Modeling, Analysis and Applications of Coupled Elasticity and Liquid Crystal Effects

Calderer

DMS-0909165

This project deals with modeling and analysis of

ferroelectric liquid crystals and hydrogels, with the goal of

studying switching and hysteresis of devices made of such

materials. The project on liquid crystals focuses on newly

discovered bent core ferroelectric phases that are capable of

sustaining polarization fields of just one order of magnitude

below that of traditional solid ferroelectric compounds. The

goal of the work on hydrogels is to model a cyclic membrane

appropriate for application to the design of pulsating drug

delivery devices. Such types of elastic membranes are also very

relevant to the study of fuel cells and filtrating devices. Both

problems share distinctive phenomenology and mathematical issues,

such as presenting a first order phase transition behavior

between two distinguished states. In ferroelectric liquid

crystals, they correspond to the oppositely polarized states with

distinct optical properties; a main goal is to optimize the

switching speed between them. Understanding and controlling

hysteresis may help achieve optimal switching. This also

requires a good understanding of the rheology of bent core liquid

crystal flow. Mathematical issues involve non-convexity,

metastability, and coupling of Maxwell's equations with fluid

flow and elasticity.

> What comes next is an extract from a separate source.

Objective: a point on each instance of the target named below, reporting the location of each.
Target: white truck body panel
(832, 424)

Overall, ferroelectricity is an area of

liquid crystals rich in phenomenology, modeling, and mathematical

challenges that remain largely unexplored.

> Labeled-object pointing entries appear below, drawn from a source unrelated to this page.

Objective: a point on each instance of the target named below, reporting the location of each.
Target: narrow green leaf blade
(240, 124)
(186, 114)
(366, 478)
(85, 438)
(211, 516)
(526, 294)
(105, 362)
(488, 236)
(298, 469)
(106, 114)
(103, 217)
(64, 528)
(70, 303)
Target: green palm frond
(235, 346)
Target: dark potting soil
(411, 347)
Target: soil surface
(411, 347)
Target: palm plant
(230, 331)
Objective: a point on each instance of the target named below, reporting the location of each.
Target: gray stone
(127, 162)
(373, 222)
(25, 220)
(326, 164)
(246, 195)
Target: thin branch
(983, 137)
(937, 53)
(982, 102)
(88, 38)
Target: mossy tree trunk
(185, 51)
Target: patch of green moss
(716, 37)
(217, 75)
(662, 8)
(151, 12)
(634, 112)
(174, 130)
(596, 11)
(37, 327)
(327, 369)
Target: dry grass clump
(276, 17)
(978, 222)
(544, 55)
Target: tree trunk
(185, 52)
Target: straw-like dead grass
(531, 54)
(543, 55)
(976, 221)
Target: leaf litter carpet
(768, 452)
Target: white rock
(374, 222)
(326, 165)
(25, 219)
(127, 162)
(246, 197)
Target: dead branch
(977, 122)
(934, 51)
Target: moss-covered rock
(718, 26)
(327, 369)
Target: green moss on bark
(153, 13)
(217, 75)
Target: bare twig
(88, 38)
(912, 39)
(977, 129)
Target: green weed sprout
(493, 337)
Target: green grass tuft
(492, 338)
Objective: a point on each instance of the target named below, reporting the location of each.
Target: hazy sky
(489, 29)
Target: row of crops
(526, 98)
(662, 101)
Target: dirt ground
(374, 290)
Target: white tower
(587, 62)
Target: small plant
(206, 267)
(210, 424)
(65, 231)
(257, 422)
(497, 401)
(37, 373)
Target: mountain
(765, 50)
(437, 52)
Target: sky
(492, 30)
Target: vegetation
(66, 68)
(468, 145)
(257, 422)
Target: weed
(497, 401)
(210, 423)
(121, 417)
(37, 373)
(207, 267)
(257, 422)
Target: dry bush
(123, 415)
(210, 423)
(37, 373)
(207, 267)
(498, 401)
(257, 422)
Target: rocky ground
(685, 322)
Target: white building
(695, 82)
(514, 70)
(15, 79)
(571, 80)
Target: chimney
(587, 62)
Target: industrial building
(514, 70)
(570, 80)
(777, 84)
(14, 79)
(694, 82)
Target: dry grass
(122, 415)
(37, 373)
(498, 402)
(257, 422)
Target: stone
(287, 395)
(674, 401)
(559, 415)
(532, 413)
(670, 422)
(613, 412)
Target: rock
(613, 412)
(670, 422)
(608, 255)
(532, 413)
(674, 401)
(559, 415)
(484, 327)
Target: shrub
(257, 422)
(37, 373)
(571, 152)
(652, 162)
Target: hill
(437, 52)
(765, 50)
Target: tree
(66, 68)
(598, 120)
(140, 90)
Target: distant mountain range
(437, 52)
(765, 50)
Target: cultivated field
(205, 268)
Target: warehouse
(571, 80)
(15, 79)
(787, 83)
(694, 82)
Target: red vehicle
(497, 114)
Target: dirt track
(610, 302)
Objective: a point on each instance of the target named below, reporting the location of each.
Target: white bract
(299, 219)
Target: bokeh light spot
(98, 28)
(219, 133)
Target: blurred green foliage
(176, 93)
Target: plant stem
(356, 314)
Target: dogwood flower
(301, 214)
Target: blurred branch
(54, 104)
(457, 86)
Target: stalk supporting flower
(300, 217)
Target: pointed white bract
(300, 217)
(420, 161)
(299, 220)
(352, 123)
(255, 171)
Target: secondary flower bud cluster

It is often the case that seemingly disparate problems of

science and technology have common mathematical underpinnings.

In this project, the investigator addresses two of these

problems, with applications in pharmacology and fuel cells as

well as in optical devices, such as video and high speed Internet

switching. The underlying idea is the modeling and mathematical

study of 'switching,' with the goal of designing faster and more

efficient devices. In pharmaceutical applications, a switch

connects the two relevant states: release and non-release of the

drug to be administered. A goal of the investigator is to model

a cyclic drug delivery membrane. Such periodically releasing

devices are believed to be especially relevant in hormone

therapies, where matching the natural body hormone cycle is

perhaps as important as the replacement hormone itself. In

proton exchange membrane fuel cells, positive hydrogen ions

produced at the anode travel through the membrane, separating

from the fuel and yielding electrons. A ferroelectric switch

connects optically distinct states. In these examples, energy

loss is a common feature of switching dynamics, together with

cycle lengthening in periodic devices. This phenomenon, known as

hysteresis, occurs in many mechanical and magnetic systems. The

investigator harnesses the mathematical knowledge of hysteresis

in other fields as an approach to understanding pharmacological

and liquid crystal devices. Mentoring of graduate and

undergraduate students as well as other educational activities is

intertwined and integrated with the research aspects of the work.